Writing Tips

October 8, 2012

Making mistakes and learning from them.

I read the books. So much writing advice all stuck in this head. I’ve used it all. And now I will talk about what has helped me and why I think some exercises have worked. No, I haven’t published any of my short stories (though I have tried) or a novel (in the process of one) but I have written over a hundred blog post so I hope that gives me some credit. I think it was easy to write short blurbs of information when it was for work. It’s work. Need to get things done or you don’t get paid. Even unpaid work. I was writing and strangers I never met were reading it. I wrote celebrity news, food news, and style news and I gained experience. I learned that when it was for work I could write. What I struggle with is writing creatively.

Practice With A Schedule.

I have waited for inspiration to strike and I have barely written a paragraph. By sitting down and forcing myself to write everyday I have noticed I write better and faster. Try to write at the same time everyday. Make a schedule. Everyday, every other, or three times a week. Writing is a muscle in the brain and it needs working out like any physical muscle. Train your brain to switch the creative juices on. Just write. Doesn’t have to be a story. Can be in a journal. Everyday tasks or delicious meals you had. I found by writing more often the Muse visited me more often.

Find your time.

Some have a belief it is better to write in the morning and others believe they write better at night. I say, at least you’re writing. I did find after trying different time periods throughout the day I am a better morning writer. Unconscious, one eye open writing keeps me from editing while I’m writing. Just too tired to care.

Bird By Bird.

I read this book by Anne Lamott titled Bird By Bird and one thing stuck with me. She talks about her brother at ten years old. He had three months to write a report on birds which was due the next day. Surrounded by a number of books, and papers on birds and overwhelmed there father sat down next to him and said, “Bird by bird, buddy. Just take it bird by bird.” I can get overwhelmed with everything I want to write. I don’t where to start, how to end, and jump ahead to just get everything down. Sometimes just the thought of 50,000 words stops me from writing completely. This book taught me to just slow down, take a deep breath and work on one idea or image at a time. Bird by bird equals moment by moment.

Procrastination.

In school I had no problem writing. With impending due dates I knew I had to finish a report/short story or not get a grade. Even then I was guilty of waiting until last minute. After I left school I had no one encouraging me to write. I had to learn to mentally kick myself into action, sit down, and write. Make myself feel guilty if I enjoyed a prize which I had no effort to show. Learn to encourage when I needed compassion. If you grew up with a great work ethic or someone encouraging you just realize how lucky you are.
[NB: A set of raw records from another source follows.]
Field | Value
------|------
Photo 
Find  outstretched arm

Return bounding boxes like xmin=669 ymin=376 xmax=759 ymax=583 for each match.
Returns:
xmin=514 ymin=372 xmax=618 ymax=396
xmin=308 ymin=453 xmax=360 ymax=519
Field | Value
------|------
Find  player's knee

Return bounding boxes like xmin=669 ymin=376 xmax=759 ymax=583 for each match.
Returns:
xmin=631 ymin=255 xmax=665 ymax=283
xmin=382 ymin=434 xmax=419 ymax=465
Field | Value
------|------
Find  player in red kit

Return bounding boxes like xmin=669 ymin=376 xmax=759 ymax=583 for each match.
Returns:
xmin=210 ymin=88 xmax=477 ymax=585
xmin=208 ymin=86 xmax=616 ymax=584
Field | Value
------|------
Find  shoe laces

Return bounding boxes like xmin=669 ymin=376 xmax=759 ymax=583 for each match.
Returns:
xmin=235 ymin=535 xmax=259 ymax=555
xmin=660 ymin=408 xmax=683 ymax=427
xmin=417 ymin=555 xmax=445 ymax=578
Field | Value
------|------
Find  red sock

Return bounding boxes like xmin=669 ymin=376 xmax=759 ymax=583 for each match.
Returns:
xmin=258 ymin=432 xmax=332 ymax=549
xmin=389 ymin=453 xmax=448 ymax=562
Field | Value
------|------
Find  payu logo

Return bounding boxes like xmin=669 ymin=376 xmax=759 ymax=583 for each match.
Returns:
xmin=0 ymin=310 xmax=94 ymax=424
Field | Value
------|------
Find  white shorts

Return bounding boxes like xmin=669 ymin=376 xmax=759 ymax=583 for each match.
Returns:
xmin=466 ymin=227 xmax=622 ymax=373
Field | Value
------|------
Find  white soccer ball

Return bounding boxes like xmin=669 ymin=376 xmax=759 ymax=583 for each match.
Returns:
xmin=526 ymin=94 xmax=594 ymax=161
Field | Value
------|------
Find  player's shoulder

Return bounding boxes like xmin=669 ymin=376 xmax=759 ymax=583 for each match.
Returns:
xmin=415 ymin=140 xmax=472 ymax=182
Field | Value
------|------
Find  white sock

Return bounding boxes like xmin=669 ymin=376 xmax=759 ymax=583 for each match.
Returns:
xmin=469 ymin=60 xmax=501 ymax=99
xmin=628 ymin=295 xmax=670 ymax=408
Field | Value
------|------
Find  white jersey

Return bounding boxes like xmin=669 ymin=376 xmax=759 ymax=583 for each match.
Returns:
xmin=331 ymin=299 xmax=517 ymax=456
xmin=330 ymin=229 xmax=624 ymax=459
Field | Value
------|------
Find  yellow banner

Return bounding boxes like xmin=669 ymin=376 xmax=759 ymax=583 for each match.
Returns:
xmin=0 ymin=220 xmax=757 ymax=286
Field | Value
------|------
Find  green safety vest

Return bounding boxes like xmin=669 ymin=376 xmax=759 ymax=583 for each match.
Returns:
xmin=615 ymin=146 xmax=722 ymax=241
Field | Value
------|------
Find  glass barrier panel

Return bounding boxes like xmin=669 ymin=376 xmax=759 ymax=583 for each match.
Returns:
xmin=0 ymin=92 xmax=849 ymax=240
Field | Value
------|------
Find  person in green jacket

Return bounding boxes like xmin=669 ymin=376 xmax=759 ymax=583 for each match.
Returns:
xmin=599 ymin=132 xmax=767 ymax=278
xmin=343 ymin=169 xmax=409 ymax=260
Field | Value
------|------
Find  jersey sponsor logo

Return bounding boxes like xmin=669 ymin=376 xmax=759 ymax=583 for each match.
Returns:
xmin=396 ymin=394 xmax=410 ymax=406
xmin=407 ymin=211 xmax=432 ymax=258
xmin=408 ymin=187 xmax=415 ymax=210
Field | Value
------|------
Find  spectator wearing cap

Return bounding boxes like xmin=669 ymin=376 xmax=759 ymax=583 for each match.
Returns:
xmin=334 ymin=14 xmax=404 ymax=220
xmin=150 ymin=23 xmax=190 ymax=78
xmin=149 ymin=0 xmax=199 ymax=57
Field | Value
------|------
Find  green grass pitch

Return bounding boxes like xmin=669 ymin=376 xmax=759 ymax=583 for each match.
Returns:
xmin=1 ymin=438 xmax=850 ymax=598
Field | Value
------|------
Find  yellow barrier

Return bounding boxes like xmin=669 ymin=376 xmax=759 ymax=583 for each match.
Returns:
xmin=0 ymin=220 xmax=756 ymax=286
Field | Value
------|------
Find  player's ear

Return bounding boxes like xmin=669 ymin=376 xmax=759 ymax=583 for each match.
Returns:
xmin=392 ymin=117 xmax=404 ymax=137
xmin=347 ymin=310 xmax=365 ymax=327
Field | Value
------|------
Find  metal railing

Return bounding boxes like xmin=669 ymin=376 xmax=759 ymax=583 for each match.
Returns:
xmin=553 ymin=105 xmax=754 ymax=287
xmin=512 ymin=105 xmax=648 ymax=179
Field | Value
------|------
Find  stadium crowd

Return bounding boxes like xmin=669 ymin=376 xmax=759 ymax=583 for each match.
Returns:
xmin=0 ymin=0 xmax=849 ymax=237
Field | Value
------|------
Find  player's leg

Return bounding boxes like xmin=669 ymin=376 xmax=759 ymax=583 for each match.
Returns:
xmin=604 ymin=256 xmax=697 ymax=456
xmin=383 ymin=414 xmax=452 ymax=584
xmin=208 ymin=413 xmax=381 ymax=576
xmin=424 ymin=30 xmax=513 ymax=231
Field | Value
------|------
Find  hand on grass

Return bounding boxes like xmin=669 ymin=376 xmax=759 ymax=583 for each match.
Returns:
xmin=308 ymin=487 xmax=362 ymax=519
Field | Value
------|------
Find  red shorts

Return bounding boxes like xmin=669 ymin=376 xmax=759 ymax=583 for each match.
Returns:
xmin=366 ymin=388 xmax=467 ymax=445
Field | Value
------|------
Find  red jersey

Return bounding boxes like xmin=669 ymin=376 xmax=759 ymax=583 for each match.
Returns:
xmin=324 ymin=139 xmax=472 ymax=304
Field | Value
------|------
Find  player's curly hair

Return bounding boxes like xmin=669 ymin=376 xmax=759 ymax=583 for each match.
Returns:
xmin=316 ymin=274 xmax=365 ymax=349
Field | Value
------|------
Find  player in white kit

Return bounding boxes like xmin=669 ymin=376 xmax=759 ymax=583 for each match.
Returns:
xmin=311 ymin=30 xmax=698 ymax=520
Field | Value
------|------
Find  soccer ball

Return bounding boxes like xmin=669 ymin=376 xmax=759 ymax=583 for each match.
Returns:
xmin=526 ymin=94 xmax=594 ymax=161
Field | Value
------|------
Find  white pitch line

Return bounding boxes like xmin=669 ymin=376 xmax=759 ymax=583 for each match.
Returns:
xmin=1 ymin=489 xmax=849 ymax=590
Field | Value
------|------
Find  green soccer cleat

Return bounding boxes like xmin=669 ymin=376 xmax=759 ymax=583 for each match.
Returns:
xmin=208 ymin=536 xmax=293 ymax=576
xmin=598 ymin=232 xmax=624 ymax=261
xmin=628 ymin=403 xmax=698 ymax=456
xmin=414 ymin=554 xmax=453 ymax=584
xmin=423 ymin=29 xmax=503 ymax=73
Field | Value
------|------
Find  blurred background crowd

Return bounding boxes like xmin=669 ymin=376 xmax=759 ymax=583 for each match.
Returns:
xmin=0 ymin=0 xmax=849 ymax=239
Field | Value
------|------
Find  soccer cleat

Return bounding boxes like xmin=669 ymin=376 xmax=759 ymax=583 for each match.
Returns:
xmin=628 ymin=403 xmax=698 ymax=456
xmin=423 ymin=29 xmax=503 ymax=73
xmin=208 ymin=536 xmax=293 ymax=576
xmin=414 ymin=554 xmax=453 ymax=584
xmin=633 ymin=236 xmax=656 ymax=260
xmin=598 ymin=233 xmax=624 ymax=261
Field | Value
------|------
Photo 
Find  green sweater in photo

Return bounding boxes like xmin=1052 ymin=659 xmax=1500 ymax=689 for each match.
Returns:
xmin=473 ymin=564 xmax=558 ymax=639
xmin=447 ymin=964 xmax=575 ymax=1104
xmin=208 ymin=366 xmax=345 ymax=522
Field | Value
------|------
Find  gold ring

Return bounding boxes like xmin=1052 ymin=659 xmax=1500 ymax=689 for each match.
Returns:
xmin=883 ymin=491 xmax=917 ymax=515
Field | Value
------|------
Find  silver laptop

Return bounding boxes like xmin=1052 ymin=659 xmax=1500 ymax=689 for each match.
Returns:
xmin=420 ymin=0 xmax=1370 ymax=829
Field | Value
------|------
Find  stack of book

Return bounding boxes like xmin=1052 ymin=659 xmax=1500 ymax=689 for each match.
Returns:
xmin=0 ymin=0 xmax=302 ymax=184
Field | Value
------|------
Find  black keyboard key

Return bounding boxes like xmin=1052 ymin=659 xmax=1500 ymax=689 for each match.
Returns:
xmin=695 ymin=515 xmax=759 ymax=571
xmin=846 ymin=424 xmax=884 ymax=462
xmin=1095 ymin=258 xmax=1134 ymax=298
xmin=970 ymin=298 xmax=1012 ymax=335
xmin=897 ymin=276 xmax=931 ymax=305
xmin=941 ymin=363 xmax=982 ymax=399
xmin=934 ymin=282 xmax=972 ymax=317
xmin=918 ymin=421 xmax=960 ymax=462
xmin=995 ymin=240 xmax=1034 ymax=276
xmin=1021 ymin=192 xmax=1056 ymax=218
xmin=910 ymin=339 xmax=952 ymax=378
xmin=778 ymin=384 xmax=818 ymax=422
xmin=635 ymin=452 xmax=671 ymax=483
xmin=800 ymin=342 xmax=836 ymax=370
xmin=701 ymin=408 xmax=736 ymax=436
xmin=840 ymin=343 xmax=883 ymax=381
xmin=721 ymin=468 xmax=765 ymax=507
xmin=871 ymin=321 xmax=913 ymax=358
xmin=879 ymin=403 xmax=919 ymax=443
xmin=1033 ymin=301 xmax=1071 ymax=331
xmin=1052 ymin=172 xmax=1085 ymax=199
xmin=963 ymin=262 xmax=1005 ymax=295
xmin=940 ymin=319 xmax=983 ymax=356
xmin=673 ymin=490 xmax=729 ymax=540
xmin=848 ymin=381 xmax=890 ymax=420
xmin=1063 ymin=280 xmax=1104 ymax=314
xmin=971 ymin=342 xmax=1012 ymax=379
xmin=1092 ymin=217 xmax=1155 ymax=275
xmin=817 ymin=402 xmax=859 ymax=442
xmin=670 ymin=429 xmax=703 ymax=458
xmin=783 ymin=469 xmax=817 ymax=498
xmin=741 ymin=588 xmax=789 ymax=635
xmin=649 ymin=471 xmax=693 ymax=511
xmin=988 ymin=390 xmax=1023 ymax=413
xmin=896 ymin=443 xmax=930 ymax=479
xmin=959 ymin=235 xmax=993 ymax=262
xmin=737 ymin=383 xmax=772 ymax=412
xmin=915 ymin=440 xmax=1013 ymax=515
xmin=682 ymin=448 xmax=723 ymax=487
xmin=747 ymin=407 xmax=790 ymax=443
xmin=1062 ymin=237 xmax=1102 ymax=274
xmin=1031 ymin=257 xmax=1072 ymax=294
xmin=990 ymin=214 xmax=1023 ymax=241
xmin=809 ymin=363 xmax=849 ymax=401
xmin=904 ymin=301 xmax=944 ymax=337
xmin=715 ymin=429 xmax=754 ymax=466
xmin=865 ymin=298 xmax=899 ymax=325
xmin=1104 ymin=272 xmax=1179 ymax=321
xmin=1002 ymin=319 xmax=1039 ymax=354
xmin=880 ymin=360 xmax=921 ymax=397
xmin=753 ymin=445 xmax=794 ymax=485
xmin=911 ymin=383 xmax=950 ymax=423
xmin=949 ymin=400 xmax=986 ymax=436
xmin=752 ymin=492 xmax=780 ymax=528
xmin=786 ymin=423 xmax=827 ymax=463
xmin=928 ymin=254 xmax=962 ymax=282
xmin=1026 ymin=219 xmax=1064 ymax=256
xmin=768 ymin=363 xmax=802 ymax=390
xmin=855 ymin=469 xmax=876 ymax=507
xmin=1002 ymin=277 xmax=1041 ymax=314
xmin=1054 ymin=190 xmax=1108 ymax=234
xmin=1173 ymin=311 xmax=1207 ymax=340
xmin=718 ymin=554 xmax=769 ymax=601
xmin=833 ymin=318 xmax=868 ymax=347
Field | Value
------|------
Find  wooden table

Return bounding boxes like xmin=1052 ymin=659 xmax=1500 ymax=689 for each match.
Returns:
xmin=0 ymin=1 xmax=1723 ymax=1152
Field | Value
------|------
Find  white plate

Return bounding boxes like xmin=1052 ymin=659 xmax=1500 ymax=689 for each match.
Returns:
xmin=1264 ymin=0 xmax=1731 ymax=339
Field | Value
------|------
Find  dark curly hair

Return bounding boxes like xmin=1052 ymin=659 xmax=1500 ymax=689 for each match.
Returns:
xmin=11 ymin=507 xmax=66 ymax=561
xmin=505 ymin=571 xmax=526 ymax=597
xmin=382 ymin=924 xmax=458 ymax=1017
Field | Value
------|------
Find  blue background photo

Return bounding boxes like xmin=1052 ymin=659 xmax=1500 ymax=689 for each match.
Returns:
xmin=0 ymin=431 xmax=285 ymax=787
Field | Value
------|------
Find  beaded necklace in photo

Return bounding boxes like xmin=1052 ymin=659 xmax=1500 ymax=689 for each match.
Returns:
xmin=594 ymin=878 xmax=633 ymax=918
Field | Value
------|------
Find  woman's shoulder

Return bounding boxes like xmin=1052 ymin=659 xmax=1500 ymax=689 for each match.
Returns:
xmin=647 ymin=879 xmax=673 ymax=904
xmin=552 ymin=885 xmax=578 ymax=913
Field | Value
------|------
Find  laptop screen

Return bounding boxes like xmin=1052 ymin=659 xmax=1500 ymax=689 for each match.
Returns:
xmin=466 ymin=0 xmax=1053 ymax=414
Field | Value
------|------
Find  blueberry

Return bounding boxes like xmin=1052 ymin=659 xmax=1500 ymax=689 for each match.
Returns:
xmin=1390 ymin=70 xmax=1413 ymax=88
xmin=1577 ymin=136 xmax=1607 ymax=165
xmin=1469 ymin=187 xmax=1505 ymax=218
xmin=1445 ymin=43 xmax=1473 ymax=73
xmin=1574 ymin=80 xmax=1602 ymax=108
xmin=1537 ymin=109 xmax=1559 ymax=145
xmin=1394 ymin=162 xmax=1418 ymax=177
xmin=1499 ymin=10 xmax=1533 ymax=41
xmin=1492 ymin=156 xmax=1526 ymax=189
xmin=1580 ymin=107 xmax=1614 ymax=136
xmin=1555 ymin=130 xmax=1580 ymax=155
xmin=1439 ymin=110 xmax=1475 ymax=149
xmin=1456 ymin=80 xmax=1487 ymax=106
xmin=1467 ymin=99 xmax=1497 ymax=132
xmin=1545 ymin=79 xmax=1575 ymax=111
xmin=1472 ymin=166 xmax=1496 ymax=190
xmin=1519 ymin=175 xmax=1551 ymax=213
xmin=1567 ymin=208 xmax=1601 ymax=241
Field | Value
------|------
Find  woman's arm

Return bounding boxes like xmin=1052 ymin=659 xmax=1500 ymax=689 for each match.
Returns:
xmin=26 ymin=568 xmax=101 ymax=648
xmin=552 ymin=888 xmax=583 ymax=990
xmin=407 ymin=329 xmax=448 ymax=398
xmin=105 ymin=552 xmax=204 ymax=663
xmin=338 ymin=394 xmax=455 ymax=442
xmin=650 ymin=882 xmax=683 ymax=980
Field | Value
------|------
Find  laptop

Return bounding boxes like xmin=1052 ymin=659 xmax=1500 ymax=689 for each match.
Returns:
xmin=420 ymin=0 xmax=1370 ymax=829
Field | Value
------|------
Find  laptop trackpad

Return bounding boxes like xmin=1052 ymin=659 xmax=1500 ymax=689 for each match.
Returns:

Stop Being A Perfectionist.

“First draft of anything is shit.” Ernest Hemingway. All writers write shitty first drafts. I’ve had friends who want to read my work but I tell them, at least, not until the second draft. The first draft is where I pour all my ideas out onto a page. I don’t erase anything, write scenes out of order, and don’t correct my spelling or grammar mistakes.

Read.

Be inspired. Notice what you like reading and try your hand at that style. Also, when you read the use of language, vocabulary, and grammar are seeping into the brain. Of course, reading is fun!

Don’t know why I wrote this. Guess I read something that inspired me. Writing this helped me see how far I’ve come as a still struggling creative writer. Maybe, it can help you too.